Un expert de l'ONU encourage la France à mettre œuvre la législation européenne en matière de droit à la vie privée

Vue de Paris, en France. Photo ONU/Mark Garten

20 novembre 2017 – A l'issue d'une visite de cinq jours à Paris, le Rapporteur spécial des Nations Unies sur le droit à la vie privée, Joseph Cannataci, a déclaré avoir pu constater les innovations de la France en matière de contrôles et d'autorisations touchant aux mesures intrusives dans la vie privée, tant sur le territoire national que concernant la surveillance internationale, appliquant ainsi un droit à la vie privée universel.

Effectuée du 13 au 17 novembre 2017, la visite de l'expert dans la capitale française a été orientée autour de cinq priorités : la surveillance et la sureté ; une meilleure compréhension du droit à la vie privée ; les données personnelles dans les grandes sociétés ; les méga-données (« big data ») et les données ouvertes (« open data ») ; et enfin, les données relatives à la santé.

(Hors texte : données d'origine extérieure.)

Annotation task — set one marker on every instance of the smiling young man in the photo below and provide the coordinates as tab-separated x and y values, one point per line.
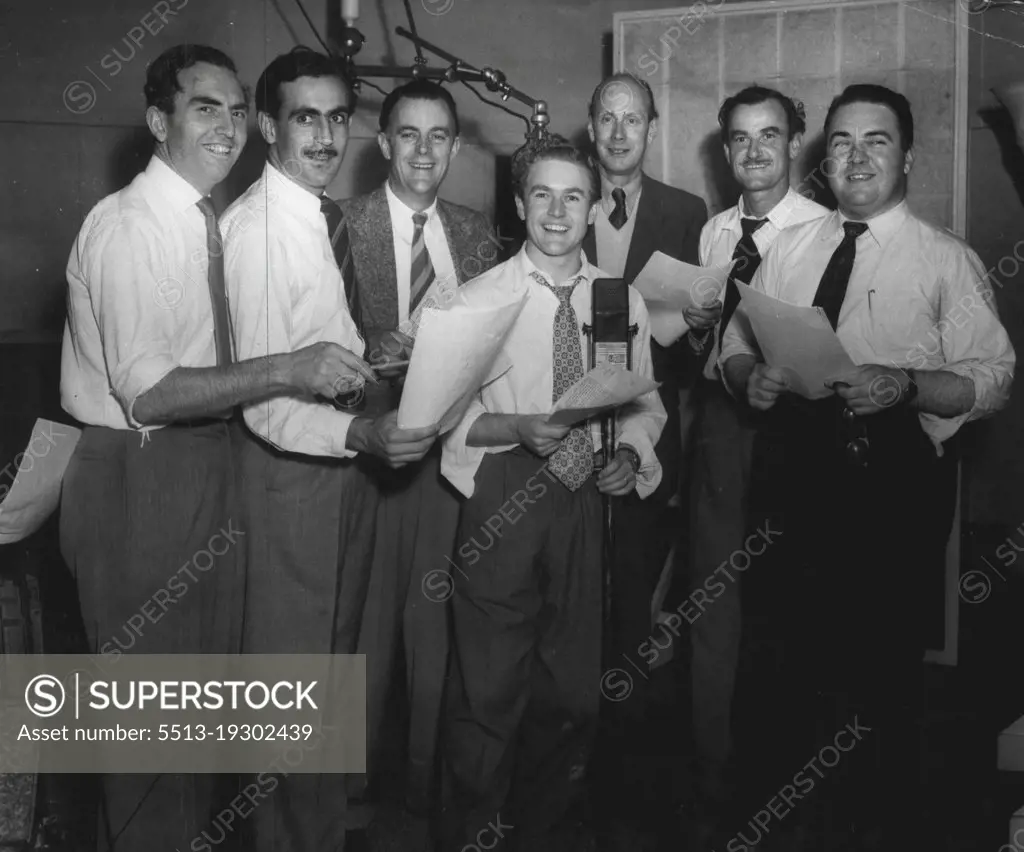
526	608
147	368
310	505
411	250
762	134
864	480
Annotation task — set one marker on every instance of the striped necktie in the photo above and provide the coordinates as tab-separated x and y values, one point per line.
836	279
340	245
572	462
421	273
215	278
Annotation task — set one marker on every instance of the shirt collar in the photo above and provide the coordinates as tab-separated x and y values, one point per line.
526	267
779	215
281	186
171	185
401	213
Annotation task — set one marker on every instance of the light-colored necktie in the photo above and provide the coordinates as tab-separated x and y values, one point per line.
572	462
421	273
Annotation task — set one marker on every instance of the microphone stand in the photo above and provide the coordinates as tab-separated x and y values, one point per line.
351	41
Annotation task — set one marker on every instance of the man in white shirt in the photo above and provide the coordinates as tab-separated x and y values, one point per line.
146	368
762	134
310	508
410	250
864	479
526	602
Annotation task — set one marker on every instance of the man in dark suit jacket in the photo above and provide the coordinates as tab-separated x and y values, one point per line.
636	217
411	250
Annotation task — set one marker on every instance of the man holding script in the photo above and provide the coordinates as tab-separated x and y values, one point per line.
863	479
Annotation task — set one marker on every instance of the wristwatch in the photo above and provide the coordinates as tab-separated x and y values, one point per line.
911	388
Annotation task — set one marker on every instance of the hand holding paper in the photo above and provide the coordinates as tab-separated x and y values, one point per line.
458	350
798	340
669	287
604	387
36	490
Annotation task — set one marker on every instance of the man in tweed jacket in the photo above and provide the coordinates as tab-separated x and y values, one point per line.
393	257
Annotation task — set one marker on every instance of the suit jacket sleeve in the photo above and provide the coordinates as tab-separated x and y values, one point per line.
686	364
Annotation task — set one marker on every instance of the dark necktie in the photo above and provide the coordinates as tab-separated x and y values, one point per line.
421	271
342	249
215	278
745	258
572	462
617	217
832	290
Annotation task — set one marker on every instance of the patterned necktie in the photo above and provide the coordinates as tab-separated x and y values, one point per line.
747	259
619	217
832	290
215	278
572	462
338	235
421	273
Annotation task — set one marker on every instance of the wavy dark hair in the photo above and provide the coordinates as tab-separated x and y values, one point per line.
162	82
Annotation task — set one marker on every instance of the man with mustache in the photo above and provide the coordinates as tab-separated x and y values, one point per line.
526	609
762	134
864	479
310	506
147	368
410	251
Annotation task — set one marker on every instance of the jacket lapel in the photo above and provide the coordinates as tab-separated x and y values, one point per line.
645	231
590	246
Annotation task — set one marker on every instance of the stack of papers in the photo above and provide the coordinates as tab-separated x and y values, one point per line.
800	340
670	286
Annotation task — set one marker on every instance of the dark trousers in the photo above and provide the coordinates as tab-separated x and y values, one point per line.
842	601
719	560
525	668
311	523
416	529
153	534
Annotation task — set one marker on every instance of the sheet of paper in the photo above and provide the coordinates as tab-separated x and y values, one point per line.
797	339
458	350
603	388
32	481
670	286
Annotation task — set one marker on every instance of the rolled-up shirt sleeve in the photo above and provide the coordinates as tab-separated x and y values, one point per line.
131	271
264	283
641	422
975	343
460	461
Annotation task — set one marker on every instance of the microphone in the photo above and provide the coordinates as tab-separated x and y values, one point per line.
609	343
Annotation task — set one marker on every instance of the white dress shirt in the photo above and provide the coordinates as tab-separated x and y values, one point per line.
720	236
526	388
285	292
436	243
138	298
612	245
918	299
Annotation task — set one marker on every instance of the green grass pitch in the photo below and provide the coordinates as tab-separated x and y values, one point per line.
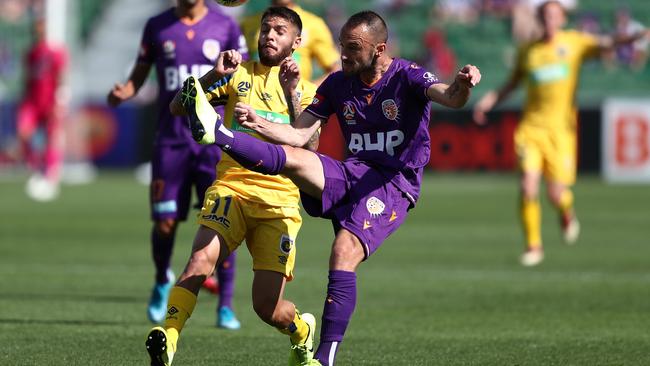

Le Rapporteur spécial s'est entretenu avec les divers acteurs impliqués dans la protection de données, tels que le Conseil d'Etat, les Ministères de la justice, de l'intérieur et des affaires étrangères, des représentants de la société civile, la Commission nationale de contrôle des techniques de renseignement (CNCTR), la Commission nationale de l'informatique et des libertés (CNIL) ainsi que ainsi que la Commission nationale consultative des droits de l'homme (CNCDH).

Au cours de ses rencontres, le Rapporteur spécial a pu constater que la France a été innovatrice en insérant des sauvegardes relatives au droit à la vie privée qui n'existaient pas auparavant. Un système d'autorisations a priori ou de jure ou de facto a été mis en place tant au niveau national qu'international (en ce qui concerne les techniques de surveillance en France et à l'extérieur du territoire) ce qui améliore le respect du droit universel à la vie privée.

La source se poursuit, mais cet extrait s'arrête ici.